38. This decree from the government indeed marked a turning point for the church of Rome, it now had the aid of the state to 
capture the churches that refused to 
accept its Sunday Passover and thus exalt Sunday against the seventh day Sabbath. We are told.

“But when the emperor convened the Council of Nicaea and collaborated with 
it against Arius and his followers, and against those Christians who observed the ecclesiastical Pascha on a day other then Sunday, it marked a major turning point in Church history.… This is the first example of civil punishment of heresy; and it is the beginning of a long succession of civil 
persecutions for all departures from the catholic faith.” Ibid, p. 279.

We can now summarize the results of 
the history we have looked in the following important points.

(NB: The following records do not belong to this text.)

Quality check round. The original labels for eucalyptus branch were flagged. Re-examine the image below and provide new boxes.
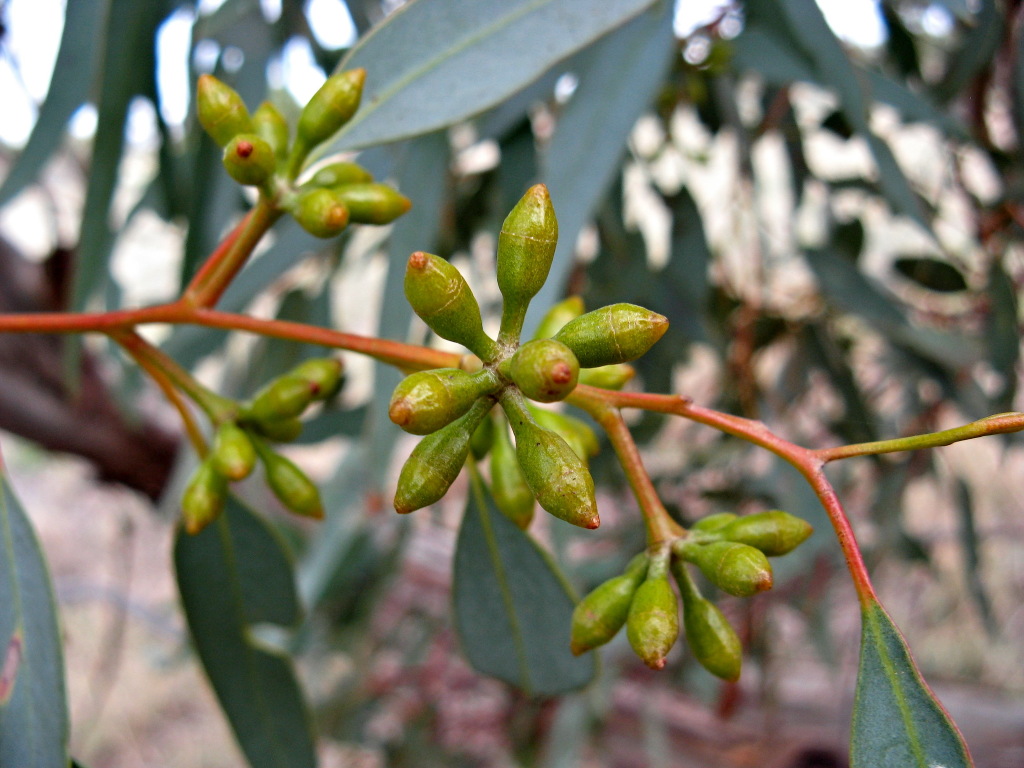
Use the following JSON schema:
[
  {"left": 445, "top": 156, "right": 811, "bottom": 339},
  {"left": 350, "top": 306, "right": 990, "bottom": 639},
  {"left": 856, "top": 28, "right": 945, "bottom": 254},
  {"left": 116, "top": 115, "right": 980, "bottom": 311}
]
[
  {"left": 569, "top": 387, "right": 685, "bottom": 547},
  {"left": 814, "top": 412, "right": 1024, "bottom": 462},
  {"left": 114, "top": 334, "right": 208, "bottom": 456},
  {"left": 181, "top": 201, "right": 283, "bottom": 307}
]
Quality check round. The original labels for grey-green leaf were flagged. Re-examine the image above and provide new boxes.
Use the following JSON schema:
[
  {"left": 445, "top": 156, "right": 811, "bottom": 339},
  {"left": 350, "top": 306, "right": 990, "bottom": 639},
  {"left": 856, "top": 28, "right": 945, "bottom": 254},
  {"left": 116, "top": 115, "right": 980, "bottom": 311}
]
[
  {"left": 0, "top": 476, "right": 68, "bottom": 768},
  {"left": 453, "top": 473, "right": 595, "bottom": 696},
  {"left": 174, "top": 498, "right": 316, "bottom": 768},
  {"left": 0, "top": 0, "right": 106, "bottom": 205},
  {"left": 850, "top": 601, "right": 974, "bottom": 768},
  {"left": 329, "top": 0, "right": 654, "bottom": 152}
]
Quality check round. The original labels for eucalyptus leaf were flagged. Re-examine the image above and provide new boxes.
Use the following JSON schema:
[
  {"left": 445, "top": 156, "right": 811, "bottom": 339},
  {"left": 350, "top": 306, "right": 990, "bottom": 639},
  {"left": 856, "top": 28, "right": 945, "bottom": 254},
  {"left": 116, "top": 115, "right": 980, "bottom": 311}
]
[
  {"left": 850, "top": 600, "right": 974, "bottom": 768},
  {"left": 453, "top": 471, "right": 596, "bottom": 696},
  {"left": 526, "top": 2, "right": 676, "bottom": 329},
  {"left": 0, "top": 0, "right": 108, "bottom": 206},
  {"left": 71, "top": 0, "right": 168, "bottom": 310},
  {"left": 327, "top": 0, "right": 671, "bottom": 153},
  {"left": 0, "top": 475, "right": 69, "bottom": 768},
  {"left": 174, "top": 497, "right": 316, "bottom": 768}
]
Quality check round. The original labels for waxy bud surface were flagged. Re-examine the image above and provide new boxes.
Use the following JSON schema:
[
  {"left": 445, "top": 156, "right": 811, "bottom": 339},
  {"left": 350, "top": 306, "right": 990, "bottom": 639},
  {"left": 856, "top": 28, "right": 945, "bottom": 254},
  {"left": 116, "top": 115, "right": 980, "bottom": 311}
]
[
  {"left": 506, "top": 339, "right": 580, "bottom": 402},
  {"left": 388, "top": 368, "right": 498, "bottom": 434},
  {"left": 554, "top": 304, "right": 669, "bottom": 368},
  {"left": 406, "top": 251, "right": 497, "bottom": 360},
  {"left": 292, "top": 187, "right": 349, "bottom": 239},
  {"left": 196, "top": 75, "right": 253, "bottom": 146}
]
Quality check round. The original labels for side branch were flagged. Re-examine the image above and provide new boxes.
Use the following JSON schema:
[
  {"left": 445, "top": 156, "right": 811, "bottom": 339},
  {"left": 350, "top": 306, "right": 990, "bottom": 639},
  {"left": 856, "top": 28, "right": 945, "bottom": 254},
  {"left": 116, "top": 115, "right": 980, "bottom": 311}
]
[
  {"left": 569, "top": 388, "right": 685, "bottom": 547},
  {"left": 814, "top": 413, "right": 1024, "bottom": 462}
]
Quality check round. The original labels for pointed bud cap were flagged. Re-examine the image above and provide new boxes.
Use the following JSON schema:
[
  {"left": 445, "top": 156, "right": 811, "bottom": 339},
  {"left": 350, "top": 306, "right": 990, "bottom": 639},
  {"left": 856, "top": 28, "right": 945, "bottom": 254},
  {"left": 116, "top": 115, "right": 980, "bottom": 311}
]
[
  {"left": 196, "top": 75, "right": 253, "bottom": 146},
  {"left": 676, "top": 540, "right": 772, "bottom": 597},
  {"left": 555, "top": 304, "right": 669, "bottom": 368},
  {"left": 388, "top": 368, "right": 500, "bottom": 434},
  {"left": 529, "top": 408, "right": 601, "bottom": 462},
  {"left": 498, "top": 184, "right": 558, "bottom": 305},
  {"left": 292, "top": 187, "right": 349, "bottom": 239},
  {"left": 506, "top": 339, "right": 580, "bottom": 402},
  {"left": 309, "top": 161, "right": 374, "bottom": 186},
  {"left": 242, "top": 374, "right": 316, "bottom": 423},
  {"left": 259, "top": 449, "right": 324, "bottom": 519},
  {"left": 252, "top": 101, "right": 288, "bottom": 160},
  {"left": 534, "top": 296, "right": 585, "bottom": 339},
  {"left": 334, "top": 184, "right": 413, "bottom": 224},
  {"left": 210, "top": 422, "right": 256, "bottom": 481},
  {"left": 406, "top": 251, "right": 498, "bottom": 360},
  {"left": 394, "top": 399, "right": 494, "bottom": 514},
  {"left": 718, "top": 509, "right": 814, "bottom": 557},
  {"left": 296, "top": 69, "right": 367, "bottom": 148},
  {"left": 672, "top": 560, "right": 743, "bottom": 682},
  {"left": 222, "top": 133, "right": 278, "bottom": 186},
  {"left": 181, "top": 461, "right": 227, "bottom": 534},
  {"left": 626, "top": 574, "right": 679, "bottom": 670}
]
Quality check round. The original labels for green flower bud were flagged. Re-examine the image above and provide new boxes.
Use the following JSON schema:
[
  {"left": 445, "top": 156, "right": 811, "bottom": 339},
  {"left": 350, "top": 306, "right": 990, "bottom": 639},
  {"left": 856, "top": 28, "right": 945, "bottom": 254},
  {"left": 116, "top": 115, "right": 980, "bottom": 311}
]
[
  {"left": 469, "top": 419, "right": 495, "bottom": 461},
  {"left": 716, "top": 509, "right": 814, "bottom": 557},
  {"left": 693, "top": 512, "right": 736, "bottom": 532},
  {"left": 529, "top": 408, "right": 600, "bottom": 462},
  {"left": 181, "top": 461, "right": 227, "bottom": 534},
  {"left": 488, "top": 420, "right": 536, "bottom": 530},
  {"left": 296, "top": 69, "right": 367, "bottom": 148},
  {"left": 502, "top": 339, "right": 580, "bottom": 402},
  {"left": 555, "top": 304, "right": 669, "bottom": 368},
  {"left": 534, "top": 296, "right": 584, "bottom": 339},
  {"left": 498, "top": 184, "right": 558, "bottom": 338},
  {"left": 388, "top": 368, "right": 500, "bottom": 434},
  {"left": 196, "top": 75, "right": 253, "bottom": 146},
  {"left": 223, "top": 133, "right": 278, "bottom": 186},
  {"left": 252, "top": 101, "right": 288, "bottom": 160},
  {"left": 406, "top": 251, "right": 498, "bottom": 360},
  {"left": 502, "top": 389, "right": 601, "bottom": 528},
  {"left": 580, "top": 362, "right": 637, "bottom": 390},
  {"left": 672, "top": 560, "right": 743, "bottom": 681},
  {"left": 292, "top": 187, "right": 349, "bottom": 238},
  {"left": 290, "top": 357, "right": 345, "bottom": 400},
  {"left": 246, "top": 417, "right": 302, "bottom": 442},
  {"left": 210, "top": 422, "right": 256, "bottom": 480},
  {"left": 255, "top": 441, "right": 324, "bottom": 519},
  {"left": 626, "top": 568, "right": 679, "bottom": 670},
  {"left": 242, "top": 374, "right": 316, "bottom": 423},
  {"left": 394, "top": 398, "right": 494, "bottom": 514},
  {"left": 334, "top": 184, "right": 413, "bottom": 224},
  {"left": 676, "top": 539, "right": 772, "bottom": 597},
  {"left": 309, "top": 161, "right": 374, "bottom": 186},
  {"left": 569, "top": 553, "right": 647, "bottom": 656}
]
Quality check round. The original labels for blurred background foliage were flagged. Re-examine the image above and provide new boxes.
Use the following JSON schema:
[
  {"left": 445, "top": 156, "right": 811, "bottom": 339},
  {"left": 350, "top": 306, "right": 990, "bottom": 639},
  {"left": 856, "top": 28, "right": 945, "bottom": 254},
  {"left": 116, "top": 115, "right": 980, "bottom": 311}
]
[{"left": 0, "top": 0, "right": 1024, "bottom": 768}]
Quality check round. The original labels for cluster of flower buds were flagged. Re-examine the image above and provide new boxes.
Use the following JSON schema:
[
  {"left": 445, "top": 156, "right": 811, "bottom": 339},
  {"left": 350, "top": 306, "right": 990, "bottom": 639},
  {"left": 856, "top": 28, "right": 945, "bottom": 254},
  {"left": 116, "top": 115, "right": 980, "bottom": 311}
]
[
  {"left": 181, "top": 357, "right": 344, "bottom": 534},
  {"left": 570, "top": 510, "right": 812, "bottom": 680},
  {"left": 389, "top": 184, "right": 668, "bottom": 528},
  {"left": 197, "top": 70, "right": 411, "bottom": 238}
]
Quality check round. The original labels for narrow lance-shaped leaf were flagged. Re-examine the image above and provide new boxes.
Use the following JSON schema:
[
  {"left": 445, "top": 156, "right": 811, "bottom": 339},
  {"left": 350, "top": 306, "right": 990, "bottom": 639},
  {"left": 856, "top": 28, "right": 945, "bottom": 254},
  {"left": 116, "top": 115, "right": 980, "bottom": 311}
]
[
  {"left": 174, "top": 499, "right": 316, "bottom": 768},
  {"left": 327, "top": 0, "right": 653, "bottom": 153},
  {"left": 850, "top": 601, "right": 974, "bottom": 768},
  {"left": 0, "top": 476, "right": 68, "bottom": 768},
  {"left": 454, "top": 472, "right": 595, "bottom": 696}
]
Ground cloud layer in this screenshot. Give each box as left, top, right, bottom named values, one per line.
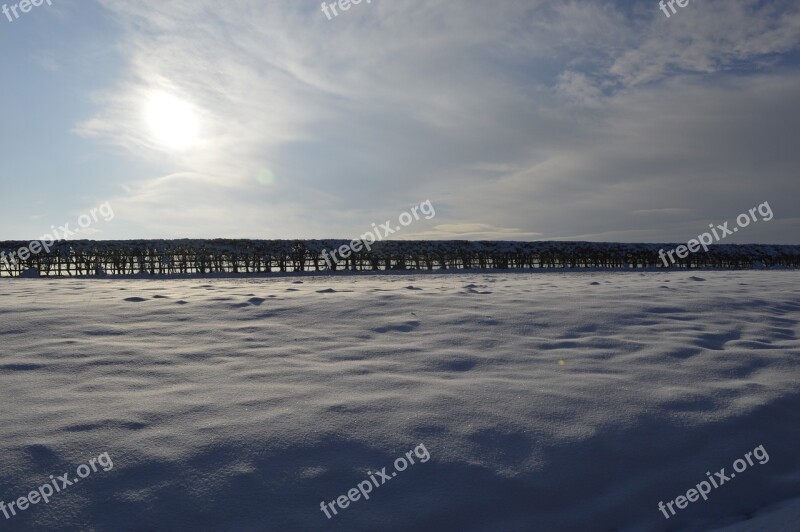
left=75, top=0, right=800, bottom=243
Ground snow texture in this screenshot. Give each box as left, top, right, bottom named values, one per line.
left=0, top=271, right=800, bottom=532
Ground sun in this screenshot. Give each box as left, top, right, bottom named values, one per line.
left=146, top=92, right=200, bottom=150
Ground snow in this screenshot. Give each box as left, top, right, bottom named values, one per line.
left=0, top=271, right=800, bottom=532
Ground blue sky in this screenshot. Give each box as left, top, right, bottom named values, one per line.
left=0, top=0, right=800, bottom=244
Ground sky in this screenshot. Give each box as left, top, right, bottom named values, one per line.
left=0, top=0, right=800, bottom=244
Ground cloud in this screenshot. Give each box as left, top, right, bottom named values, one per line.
left=70, top=0, right=800, bottom=239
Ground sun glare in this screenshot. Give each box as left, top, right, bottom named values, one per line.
left=147, top=93, right=200, bottom=150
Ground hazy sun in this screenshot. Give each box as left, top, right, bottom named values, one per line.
left=146, top=92, right=200, bottom=150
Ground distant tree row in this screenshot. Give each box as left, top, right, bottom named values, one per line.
left=0, top=239, right=800, bottom=277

a. Easter Sunday is not a Sunday that 
celebrates the resurrection of Christ. It is a relic of a vehicle that was used by the church of Rome to capture seventh day Sabbath keeping churches and turn them into Sunday exaltation churches like Rome and Alexandria.

b. By decrees, councils, and the aid of 
the Roman government the church 
of Rome was able to use its Sunday Passover to capture and change seventh day keeping churches into churches 
exalting Sunday thus giving the church authority over them.

c. The church of Rome replaced the 
seventh day Sabbath by use of its 
yearly Sunday Passover, when it was made a weekly first day event reviling 
the seventh day Sabbath.

d. Sunday, the first day of the week, crouched as a passover, meant a new world. And so the church of Rome used it to bring a new world in the Roman world, a world in which the bishop of Rome had the assumed authority of Christ; and the Church took over the empire.
e. The final capture of all religions in the world will be attempted when a global Sunday law is enforced. This is the new world that Sunday as the first day means. FIN.